From the 1970s–1980s, UK government local authorities stopped building homes:
(Source: BBC News)
Or, with raw figures from the Ministry of Housing, Communities & Local Government spreadsheet, extracting figures for England and Scotland for completed council homes in selected years:
England Scotland 1970 130,180 34,660 1975 116,330 23,190 1980 74,840 7,490 1985 23,310 2,830 1990 12,960 1,630 1995 760 720 2000 180 110 2005 300 0 2010 1,140 610 2015 1,900 1,140
Why did UK local authorities stop building homes since the 1980s?
Although houses were built by local councils, funding came from the central government so the political decision to no longer do so was taken in Westminster. So the direct answer would be because they cannot afford to, but what motivated the political decisions stripping councils of money to build homes?

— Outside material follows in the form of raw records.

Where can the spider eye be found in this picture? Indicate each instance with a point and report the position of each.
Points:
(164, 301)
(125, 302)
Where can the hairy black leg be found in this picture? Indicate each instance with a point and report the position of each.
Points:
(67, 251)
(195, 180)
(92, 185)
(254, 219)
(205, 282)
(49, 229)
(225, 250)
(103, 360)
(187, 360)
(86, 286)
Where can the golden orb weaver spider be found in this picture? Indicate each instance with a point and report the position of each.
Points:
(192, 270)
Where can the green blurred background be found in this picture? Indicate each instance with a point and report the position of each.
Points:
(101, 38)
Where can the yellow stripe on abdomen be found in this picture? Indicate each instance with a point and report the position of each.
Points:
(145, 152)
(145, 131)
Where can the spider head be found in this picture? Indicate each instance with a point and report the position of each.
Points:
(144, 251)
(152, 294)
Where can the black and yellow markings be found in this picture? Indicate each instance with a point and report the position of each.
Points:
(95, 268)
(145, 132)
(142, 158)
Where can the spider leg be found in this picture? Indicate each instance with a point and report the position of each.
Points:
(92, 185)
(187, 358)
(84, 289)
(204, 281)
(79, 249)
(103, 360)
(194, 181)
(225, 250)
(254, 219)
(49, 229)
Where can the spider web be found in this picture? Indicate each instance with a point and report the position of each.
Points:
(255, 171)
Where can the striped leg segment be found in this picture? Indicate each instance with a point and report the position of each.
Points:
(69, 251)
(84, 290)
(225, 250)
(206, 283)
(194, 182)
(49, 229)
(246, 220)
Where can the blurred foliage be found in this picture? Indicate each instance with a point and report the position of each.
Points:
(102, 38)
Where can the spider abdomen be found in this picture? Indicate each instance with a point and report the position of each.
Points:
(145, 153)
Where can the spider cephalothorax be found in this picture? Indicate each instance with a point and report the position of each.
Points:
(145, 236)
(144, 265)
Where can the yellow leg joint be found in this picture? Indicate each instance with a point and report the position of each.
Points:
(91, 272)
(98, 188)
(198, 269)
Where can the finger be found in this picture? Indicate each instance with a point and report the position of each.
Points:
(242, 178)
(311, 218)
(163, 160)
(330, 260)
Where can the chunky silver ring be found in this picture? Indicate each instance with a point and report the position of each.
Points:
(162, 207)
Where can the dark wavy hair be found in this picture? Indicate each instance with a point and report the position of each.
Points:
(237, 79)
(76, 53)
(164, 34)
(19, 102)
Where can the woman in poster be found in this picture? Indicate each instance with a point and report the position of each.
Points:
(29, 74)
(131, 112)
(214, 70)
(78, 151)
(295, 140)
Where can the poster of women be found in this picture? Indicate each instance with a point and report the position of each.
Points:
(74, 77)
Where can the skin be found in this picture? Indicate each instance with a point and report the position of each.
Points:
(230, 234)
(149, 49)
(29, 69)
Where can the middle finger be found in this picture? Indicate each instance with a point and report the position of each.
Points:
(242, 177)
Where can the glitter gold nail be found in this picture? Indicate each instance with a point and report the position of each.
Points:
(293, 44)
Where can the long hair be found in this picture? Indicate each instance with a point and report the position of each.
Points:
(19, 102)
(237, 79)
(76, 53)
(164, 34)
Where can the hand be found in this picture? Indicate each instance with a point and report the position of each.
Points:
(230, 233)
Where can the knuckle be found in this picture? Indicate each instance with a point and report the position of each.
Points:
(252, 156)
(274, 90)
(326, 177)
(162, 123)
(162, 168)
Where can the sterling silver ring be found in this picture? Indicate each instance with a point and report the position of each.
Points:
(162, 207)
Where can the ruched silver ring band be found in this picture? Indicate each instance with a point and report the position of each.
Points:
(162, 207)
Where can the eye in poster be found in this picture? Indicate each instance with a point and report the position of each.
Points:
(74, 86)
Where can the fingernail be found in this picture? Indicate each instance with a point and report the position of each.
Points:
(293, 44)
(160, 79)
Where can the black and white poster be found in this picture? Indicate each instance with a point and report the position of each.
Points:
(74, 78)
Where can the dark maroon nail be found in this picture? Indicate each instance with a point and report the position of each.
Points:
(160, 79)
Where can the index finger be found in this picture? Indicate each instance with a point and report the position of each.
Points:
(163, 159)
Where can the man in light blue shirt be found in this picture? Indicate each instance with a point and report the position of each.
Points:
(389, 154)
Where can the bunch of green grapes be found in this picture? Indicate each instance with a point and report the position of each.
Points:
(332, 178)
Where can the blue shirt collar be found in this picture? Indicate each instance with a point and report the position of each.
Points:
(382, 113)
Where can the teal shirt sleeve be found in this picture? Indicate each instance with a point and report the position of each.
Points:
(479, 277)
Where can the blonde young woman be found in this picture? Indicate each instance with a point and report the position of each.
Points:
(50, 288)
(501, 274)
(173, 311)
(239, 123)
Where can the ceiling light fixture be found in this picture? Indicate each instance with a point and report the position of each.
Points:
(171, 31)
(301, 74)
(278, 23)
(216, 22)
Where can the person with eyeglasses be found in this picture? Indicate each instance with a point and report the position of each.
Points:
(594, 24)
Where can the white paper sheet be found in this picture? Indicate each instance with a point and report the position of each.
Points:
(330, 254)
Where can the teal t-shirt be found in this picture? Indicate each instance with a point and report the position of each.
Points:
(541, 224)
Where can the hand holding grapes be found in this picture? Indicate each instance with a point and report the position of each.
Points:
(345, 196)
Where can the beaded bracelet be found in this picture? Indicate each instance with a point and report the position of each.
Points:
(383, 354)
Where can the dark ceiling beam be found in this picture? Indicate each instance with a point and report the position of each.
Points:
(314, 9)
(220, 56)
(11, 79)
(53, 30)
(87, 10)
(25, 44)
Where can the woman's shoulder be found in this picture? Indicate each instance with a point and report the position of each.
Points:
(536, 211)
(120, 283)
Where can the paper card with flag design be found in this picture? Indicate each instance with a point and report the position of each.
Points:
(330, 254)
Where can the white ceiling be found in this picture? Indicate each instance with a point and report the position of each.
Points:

Although there's been some recovery in the past 15 years, building 2,000 council homes per year is far below demand. Scotland does a little better, it has 1/10th of the population that England does — per capita, Scotland has usually built more council homes, and are now building around a factor 5 more. Scotland does not have the right to buy, and has had more progressive governments than the UK (which decides for England), so either the right to buy and/or the more progressive governments may be part of the answer to the lack of council house building in England. I'm not sure how the right to buy would lead to lack of council house building; one might equally reason that the privatisation of council houses through the right to buy should necessitate a steady construction of new council homes.
Background reading: Tom de Castella, Why can't the UK build 240,000 houses per year?, in: BBC Magazine, 13 January 2015.